In 1957, Conner and his wife moved to San Francisco, where he became part of a small, tight-knit artist community that included poet Michael McClure, whom he had known since grade school, Joan and Bill Brown, Jay DeFeo, George Herms and Wallace Berman. Unlike New York, there was no established market and galleries were fluid sites that were largely community nexus points for arists, rather than venues to sell work to collectors. During this time, Conner had already begun to work in his diverse and prolific manner, creating assemblages, paintings, collages and his first film, A Movie in 1958, with found footage before he even owned a camera.
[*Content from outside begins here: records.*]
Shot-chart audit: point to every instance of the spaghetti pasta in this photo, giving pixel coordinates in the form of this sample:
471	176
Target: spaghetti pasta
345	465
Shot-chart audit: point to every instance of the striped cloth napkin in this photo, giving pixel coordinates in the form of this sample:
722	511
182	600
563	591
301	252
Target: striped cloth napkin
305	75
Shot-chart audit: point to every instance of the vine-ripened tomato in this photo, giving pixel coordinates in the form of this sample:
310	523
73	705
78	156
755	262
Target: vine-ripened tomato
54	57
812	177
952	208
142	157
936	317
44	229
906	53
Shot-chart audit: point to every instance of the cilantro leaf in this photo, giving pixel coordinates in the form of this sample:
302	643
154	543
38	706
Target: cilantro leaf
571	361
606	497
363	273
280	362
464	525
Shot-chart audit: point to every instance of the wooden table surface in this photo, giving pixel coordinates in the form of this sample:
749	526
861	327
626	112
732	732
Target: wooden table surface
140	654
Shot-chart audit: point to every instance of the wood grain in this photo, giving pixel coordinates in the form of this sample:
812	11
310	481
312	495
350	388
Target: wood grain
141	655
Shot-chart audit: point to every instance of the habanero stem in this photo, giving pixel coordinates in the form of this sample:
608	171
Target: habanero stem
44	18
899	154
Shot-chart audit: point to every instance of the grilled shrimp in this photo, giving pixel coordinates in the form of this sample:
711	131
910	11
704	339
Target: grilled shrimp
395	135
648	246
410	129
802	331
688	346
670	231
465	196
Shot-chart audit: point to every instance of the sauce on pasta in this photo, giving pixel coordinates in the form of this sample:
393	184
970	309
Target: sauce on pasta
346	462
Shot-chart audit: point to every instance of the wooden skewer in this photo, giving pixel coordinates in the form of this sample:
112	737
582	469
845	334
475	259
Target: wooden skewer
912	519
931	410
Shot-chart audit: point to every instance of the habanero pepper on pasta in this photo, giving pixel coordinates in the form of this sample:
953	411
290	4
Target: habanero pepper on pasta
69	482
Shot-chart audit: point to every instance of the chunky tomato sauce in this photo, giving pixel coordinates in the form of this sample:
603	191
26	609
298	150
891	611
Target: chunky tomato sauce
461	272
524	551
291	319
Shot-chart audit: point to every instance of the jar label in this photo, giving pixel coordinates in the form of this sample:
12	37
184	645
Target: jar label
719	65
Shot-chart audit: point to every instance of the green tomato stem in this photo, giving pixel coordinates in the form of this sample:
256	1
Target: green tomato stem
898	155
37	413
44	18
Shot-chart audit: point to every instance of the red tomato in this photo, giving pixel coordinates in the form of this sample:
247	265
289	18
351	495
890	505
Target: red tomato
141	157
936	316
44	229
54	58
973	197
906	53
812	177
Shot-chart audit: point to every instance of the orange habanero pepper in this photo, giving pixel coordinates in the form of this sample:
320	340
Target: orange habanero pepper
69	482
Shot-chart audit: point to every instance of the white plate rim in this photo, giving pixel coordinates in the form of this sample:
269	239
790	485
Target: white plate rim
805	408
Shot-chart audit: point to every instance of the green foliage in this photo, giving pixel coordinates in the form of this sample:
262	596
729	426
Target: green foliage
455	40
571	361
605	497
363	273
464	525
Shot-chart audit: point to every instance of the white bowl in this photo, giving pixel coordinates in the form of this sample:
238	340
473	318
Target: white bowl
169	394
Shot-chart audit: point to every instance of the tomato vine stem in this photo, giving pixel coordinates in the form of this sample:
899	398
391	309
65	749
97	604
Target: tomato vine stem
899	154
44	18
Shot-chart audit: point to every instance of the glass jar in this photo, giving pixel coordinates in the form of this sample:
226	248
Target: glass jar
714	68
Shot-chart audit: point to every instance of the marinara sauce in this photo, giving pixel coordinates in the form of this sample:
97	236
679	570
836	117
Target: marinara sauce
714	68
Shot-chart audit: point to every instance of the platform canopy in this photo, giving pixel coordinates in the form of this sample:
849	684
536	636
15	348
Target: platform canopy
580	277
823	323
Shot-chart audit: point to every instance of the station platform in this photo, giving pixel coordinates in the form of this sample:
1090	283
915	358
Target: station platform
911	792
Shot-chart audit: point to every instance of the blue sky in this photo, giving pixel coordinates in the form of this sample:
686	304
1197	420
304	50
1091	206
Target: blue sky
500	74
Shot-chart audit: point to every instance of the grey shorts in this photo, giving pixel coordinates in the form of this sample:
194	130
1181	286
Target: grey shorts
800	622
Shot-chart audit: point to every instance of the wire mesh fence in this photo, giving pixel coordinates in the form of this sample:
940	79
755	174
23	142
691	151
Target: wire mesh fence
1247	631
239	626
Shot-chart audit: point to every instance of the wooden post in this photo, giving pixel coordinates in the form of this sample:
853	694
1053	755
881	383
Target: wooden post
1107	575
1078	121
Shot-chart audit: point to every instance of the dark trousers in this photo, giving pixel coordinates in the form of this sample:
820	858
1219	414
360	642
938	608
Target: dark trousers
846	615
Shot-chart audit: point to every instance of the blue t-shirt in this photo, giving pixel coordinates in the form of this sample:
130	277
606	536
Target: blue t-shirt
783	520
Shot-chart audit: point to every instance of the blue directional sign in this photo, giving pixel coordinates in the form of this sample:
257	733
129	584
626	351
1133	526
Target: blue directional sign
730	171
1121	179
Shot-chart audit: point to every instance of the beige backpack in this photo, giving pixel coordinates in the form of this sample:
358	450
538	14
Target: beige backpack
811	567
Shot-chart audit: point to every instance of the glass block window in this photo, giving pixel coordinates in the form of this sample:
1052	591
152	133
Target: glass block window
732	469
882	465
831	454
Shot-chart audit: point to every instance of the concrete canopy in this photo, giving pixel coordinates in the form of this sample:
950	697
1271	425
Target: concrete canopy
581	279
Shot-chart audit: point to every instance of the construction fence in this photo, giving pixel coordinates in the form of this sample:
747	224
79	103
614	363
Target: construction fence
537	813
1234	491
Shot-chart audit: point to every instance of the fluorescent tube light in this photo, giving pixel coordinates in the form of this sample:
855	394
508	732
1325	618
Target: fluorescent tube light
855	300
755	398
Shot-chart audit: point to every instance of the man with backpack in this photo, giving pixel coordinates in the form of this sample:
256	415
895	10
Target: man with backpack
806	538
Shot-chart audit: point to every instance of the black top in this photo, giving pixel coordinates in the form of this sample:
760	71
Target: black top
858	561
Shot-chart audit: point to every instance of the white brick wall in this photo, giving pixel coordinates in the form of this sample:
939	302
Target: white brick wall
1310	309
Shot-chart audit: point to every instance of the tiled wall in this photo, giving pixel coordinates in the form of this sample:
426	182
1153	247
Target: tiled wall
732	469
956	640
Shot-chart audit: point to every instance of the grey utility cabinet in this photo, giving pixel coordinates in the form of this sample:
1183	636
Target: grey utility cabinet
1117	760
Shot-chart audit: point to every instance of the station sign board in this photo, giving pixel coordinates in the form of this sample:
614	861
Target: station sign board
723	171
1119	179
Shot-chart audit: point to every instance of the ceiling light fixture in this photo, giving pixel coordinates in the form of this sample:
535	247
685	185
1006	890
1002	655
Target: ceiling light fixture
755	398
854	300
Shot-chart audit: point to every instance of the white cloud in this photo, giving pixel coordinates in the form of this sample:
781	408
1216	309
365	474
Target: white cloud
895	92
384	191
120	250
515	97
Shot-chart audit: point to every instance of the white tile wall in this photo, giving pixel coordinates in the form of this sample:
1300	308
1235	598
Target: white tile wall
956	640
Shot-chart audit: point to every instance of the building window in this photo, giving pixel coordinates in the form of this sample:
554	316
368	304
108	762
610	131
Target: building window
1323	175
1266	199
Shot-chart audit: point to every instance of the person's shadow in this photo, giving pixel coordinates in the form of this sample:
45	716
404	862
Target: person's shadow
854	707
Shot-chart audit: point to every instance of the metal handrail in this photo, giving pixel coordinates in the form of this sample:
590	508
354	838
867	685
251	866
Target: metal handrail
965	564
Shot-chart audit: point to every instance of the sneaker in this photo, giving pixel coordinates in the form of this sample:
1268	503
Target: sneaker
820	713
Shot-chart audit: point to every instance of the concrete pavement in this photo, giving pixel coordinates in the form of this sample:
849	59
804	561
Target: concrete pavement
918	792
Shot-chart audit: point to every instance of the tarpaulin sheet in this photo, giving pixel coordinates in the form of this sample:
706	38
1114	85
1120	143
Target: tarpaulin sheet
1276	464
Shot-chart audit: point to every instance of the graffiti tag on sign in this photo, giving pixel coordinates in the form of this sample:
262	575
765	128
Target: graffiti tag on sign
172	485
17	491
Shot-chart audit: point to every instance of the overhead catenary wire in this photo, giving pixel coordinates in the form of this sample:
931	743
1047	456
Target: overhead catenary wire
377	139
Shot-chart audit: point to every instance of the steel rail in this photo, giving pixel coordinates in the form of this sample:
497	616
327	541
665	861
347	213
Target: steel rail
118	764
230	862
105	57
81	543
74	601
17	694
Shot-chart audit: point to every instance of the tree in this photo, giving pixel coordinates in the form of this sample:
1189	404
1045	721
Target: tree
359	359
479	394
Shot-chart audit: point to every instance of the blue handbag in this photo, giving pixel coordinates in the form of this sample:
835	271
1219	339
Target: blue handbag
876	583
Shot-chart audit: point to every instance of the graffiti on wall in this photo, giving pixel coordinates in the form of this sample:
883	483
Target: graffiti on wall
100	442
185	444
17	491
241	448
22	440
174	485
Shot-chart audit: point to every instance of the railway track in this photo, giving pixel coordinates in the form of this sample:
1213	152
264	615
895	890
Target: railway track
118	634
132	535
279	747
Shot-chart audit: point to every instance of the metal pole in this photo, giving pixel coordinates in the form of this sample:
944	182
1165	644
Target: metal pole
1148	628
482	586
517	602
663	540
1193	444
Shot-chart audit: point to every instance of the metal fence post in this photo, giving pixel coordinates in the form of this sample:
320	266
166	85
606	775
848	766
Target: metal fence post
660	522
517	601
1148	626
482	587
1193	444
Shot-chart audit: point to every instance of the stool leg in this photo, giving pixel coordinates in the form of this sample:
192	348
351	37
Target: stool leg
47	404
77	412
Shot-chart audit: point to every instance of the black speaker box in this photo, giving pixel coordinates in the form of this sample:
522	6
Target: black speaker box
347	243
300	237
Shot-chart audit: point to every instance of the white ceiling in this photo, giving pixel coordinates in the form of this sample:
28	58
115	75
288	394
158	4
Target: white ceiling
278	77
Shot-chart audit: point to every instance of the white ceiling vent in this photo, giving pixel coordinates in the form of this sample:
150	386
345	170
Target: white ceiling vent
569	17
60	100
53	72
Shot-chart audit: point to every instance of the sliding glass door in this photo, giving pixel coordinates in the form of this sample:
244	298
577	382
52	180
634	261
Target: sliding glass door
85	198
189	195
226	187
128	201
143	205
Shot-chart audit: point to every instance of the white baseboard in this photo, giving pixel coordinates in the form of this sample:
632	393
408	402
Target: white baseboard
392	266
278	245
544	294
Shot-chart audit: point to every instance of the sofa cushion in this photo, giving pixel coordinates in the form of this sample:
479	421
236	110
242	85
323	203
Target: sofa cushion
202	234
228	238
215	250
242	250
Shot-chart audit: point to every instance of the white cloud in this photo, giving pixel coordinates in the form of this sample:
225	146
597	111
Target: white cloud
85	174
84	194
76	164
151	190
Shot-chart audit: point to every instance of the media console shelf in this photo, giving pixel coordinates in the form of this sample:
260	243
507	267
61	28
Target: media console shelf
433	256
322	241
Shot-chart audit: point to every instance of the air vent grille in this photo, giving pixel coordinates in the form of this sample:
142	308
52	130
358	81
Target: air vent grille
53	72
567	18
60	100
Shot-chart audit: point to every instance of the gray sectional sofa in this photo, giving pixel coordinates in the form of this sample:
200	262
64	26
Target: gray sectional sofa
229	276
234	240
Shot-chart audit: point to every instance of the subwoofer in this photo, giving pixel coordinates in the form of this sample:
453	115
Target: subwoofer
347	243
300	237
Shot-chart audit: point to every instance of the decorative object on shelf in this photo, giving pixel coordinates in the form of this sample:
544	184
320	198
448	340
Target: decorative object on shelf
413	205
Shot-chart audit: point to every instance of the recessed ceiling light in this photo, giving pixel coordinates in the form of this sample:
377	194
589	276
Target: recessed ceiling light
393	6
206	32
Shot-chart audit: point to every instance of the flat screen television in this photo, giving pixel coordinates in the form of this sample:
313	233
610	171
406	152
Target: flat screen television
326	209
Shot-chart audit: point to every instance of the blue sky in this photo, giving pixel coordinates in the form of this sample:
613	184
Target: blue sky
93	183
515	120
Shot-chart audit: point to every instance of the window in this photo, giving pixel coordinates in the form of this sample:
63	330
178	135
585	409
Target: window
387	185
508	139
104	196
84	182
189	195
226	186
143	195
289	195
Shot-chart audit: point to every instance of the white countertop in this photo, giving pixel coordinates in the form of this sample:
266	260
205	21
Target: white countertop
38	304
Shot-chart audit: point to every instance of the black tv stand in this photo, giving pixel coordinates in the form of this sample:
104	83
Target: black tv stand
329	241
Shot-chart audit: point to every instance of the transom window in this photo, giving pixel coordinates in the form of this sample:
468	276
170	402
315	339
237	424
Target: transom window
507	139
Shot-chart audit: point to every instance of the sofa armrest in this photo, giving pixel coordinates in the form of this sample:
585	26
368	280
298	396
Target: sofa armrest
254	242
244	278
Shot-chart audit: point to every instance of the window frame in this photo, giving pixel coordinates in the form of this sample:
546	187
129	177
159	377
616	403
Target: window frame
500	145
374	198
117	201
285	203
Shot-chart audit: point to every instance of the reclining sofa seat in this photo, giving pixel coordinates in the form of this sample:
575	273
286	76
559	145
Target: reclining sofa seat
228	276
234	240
Throughout the next decade, as pop art and social unrest dominated people’s attention, Conner was quietly creating an extensive, obsessive and singular body of work, driven by, among many other things, a perpetual fear of being “pinned down” by a recognizable style. While he resolutely operated outside of the mainstream, even “retiring” from the art world for a time in the late 1960s and early 1970s, much of Conner’s work is responsive to the countercultural currents of the era. His assemblages of the late 1950s and early 1960s speak to postwar anxieties, the shock of the atom bomb, the tension of private and public expressions of sexuality and rising consumer culture. Films like Vivian and Cosmic Ray are quick-cut found footage assemblages that tell of the advent of music videos and short attention spans and deconstruct the formal qualities of film. Intricate all-over drawings from the 1970s are meditative, obsessive, influenced equally by the rise of hippie and drug culture and the popularization of eastern philosophies in the west. His collages made from eighteenth century engravings are dense, lyrical and surreal. He photographed the San Francisco punk scene of the 1970s, made celestial photograms of angels, inkblot drawings that speak through symbols and pulled off a good deal of conceptual pranks and fits. Conner’s body of work is stunning in its range, its unwavering commitment to artistic integrity and unending search for new challenges and mysteries. He has been described as a "cosmological artist," creating “indecipherable missives from a self-contained universe.” (Hatch, Looking for Bruce Conner)
Conner’s work was the subject of major retrospectives at Walker Art Center, 2000 BC: The Bruce Conner Story Part II in 1999 and, after his death in 2008, at The Museum of Modern Art, New York, Bruce Conner: It’s All True in 2016.